As I noted in yesterday’s Sundown, Israel’s innovative new P.R. campaign is designed to be not top-down but bottom-up: it consists of a new Website, advertising, pamphlets, and the rest, all designed to educate Israelis how to talk about their country in an honest but flattering light. People are more likely to be swayed by word of mouth than institutional propaganda, and in the Internet Age, the idea must be, it is feasible for a government to orchestrate positive buzz. “To counter the big money invested by Arab states in propaganda against Israel, we have to mobilize our human capital, meaning the residents of Israel,” explained the information minister. This is is smart, up-to-date thinking.
There is some controversy behind it: prominent commentator Shlomo Avineri, argued, “It is puerile. Some of the information is ridiculous, and behind it I find a Bolshevik mentality—to make every citizen an unpaid civil servant for the policy of the government. There is never any intimation that some of our problems have to do with actual policies.” The Times notes that Israeli policies and realities are frequently given a conservative gloss on the Website.

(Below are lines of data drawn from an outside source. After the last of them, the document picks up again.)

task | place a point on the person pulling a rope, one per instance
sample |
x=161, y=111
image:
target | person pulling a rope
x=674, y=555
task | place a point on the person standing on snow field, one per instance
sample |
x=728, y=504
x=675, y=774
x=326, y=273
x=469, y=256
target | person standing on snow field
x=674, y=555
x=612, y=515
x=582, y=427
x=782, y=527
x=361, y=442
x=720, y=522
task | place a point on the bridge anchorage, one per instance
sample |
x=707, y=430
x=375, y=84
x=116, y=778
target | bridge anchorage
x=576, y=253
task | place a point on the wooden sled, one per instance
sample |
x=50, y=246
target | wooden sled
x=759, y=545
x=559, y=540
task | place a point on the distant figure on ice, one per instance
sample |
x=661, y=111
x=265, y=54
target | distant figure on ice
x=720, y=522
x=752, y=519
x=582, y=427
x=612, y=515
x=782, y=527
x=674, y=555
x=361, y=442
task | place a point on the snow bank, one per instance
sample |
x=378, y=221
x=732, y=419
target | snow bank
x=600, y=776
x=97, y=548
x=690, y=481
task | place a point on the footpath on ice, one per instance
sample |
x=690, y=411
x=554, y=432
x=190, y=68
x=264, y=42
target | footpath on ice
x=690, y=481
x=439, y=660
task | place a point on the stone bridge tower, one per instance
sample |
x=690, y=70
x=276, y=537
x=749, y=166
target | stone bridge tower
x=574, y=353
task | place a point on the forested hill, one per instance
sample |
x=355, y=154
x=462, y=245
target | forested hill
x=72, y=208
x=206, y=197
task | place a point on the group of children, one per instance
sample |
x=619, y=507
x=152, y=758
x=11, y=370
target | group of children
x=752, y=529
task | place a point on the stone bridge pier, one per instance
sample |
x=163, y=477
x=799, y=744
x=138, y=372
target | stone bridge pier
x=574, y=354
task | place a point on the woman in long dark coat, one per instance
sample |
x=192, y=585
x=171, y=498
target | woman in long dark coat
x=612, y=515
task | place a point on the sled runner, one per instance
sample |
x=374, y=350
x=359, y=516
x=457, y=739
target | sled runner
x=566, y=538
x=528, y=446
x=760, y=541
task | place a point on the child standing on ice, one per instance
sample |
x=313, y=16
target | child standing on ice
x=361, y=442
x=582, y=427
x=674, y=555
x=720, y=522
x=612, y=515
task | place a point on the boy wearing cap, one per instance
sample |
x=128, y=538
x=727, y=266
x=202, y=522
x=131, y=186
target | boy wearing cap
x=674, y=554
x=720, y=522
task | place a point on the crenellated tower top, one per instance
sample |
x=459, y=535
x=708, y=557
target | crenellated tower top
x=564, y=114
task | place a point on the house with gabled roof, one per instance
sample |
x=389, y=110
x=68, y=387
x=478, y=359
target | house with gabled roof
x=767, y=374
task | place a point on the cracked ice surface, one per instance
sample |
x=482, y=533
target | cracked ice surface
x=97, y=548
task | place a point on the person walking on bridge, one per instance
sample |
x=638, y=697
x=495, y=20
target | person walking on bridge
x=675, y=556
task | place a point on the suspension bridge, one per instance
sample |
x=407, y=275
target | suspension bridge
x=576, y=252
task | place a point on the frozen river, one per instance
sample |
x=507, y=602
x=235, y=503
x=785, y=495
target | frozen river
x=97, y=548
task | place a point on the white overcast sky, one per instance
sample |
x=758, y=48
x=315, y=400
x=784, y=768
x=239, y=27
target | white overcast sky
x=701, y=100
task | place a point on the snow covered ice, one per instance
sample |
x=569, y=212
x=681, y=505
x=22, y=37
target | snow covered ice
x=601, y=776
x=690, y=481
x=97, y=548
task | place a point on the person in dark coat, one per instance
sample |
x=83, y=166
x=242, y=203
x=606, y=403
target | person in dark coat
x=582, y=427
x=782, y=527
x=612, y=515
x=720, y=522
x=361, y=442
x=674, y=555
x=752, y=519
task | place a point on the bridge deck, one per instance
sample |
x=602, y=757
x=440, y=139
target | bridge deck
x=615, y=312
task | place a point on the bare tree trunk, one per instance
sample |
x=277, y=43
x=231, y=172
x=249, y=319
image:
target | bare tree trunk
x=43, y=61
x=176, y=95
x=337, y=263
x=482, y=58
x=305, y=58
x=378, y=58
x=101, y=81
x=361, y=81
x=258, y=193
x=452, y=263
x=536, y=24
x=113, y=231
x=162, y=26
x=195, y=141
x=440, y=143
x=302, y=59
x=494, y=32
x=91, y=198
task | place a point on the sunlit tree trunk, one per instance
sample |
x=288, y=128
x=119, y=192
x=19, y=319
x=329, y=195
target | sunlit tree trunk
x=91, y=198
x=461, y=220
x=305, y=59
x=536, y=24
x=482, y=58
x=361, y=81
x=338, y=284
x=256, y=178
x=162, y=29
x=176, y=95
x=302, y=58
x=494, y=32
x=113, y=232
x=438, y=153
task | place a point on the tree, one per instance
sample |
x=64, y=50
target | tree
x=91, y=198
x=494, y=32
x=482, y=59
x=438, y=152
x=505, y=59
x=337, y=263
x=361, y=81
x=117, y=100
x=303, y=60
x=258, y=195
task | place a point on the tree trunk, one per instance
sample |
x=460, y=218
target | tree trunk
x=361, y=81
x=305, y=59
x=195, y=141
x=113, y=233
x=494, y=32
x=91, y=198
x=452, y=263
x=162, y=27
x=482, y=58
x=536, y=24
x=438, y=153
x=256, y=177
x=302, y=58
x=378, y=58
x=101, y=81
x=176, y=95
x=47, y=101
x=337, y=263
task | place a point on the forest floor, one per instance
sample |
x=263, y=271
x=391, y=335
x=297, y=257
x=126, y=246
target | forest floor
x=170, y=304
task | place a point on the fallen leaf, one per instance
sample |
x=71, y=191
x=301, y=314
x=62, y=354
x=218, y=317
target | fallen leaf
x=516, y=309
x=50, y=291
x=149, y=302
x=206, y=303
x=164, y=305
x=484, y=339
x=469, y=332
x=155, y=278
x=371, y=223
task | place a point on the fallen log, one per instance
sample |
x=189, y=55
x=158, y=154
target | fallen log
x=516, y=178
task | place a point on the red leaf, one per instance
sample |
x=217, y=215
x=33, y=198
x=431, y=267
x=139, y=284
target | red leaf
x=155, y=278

A separate question, though. The pamphlets, the advertising, and even the Website are all Hebrew-language, and Hebrew-language alone. Meanwhile, have you ever met more enthusiastic supporters of Israel than (English-speaking) American Jews? (Granted, the enthusiasm might derive in part from a less complicated and knowledgeable relationship with the Jewish state, but wouldn’t that be an asset to the Israeli government?) Why doesn’t Israel wish to enlist its English-speaking supporters around the world in its new promotional blitz? Or is the campaign, ostensibly meant to change the world’s mind, in fact intended to shore up domestic support for Israel’s current direction? I don’t know, but I would like to.